Here's a few random strands….

  • How different academic disciplines form, how they are maintained, different systems of knowledge, how they operate together.
  • Regimes of spatiality within different academic disciplines. How these regimes remain implicit. Foucault on space. Regimes of spatiality and technology in academic disciplines. Related to work with the 3D Visualization Group an some interesting ideas from Hugh Denard.
  • How regimes of space relate to duration as time experienced – Bergson, Deleuze, Ansell Pearson.
  • Ethics of non-deterministic causality.

May 14, 2004

Wittgenstein on stalling and disengagement

Following from that… I randomly opened Philosophical Investigations at the point at which he says that language sometimes operates like an engine over-running in neutral (he was also a mechanic). At that point philosophy becomes necessary to bring it back into engagement. The standard reading would be that Wittgenstein sees the disengagement as detrimental. I'm not sure about that, as I haven't read enough. It could be that the free-play of language disengaged is in fact a good example of the moment in which duration is expressed, as Bergson described.

Note on 2 aspects of time

"These moments that are given are a gift from time".
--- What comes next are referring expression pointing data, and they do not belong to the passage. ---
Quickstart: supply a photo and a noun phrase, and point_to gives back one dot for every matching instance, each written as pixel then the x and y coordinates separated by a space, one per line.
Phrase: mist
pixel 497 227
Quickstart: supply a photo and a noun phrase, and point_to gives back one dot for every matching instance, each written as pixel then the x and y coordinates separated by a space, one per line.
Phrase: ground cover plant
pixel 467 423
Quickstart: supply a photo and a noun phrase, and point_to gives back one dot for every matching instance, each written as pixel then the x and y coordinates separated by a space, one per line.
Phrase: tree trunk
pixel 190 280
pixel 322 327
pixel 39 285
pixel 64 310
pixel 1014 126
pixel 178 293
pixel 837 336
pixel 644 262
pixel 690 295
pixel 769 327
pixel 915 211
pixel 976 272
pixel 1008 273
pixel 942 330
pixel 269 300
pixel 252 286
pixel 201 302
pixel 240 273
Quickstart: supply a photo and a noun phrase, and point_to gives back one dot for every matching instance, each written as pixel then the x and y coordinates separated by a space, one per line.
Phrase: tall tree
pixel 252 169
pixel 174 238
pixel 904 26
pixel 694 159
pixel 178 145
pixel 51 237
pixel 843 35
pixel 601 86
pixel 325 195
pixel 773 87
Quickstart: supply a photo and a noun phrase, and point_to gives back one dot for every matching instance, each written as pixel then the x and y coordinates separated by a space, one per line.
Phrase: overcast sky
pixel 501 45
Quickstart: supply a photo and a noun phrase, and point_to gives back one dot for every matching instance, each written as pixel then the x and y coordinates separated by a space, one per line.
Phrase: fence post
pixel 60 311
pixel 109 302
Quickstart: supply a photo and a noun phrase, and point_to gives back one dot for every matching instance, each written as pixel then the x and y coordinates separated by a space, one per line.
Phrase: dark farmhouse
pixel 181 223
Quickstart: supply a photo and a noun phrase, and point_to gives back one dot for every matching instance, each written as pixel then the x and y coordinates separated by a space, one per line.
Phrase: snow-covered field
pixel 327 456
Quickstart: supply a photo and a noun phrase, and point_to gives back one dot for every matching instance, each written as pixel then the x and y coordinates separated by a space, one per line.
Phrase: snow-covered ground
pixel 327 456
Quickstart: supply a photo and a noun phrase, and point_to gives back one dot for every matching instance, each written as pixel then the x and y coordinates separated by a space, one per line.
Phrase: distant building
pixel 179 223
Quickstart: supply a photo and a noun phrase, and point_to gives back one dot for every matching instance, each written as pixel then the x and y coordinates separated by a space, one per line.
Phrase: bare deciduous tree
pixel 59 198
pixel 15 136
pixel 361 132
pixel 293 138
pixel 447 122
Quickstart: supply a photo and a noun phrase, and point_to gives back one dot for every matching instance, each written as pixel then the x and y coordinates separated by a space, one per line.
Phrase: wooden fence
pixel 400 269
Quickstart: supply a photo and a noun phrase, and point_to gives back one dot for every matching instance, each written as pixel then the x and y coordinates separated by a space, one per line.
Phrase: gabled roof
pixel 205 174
The sense that the moment, as opposed to the event which is a different but complimentary aspect of time, is a stalling before irreversibility, before the event. These stallings are a key element of duration as Bergson described. What is the relationship of the two aspects?

Duration is essentially the 'continuation of what no longer exists into what does exist'. Ansell Pearson citing Bergson in Germinal Life, p. 34

The nature of that continuation is not as a deterministic sequence of states, but more like the debris of a previous condition the totality of which is lost in the transition and hence not traceable. The moment is determined by the past and the future, its relation to the event that disurpts it, by a qualitative loss, an untraceable and non-determinstic causation.

That Bergson's method of intuition claims to be ethical it is in its engagement with other durations as such stallings, indeterminacies facing irreversibility. But more, it is in opposition to the tracing of present states back to deterministic causal reifications. The state arrives through its loss, forgetting as Nietzsche claims, of the complex conditions out of which it emerged.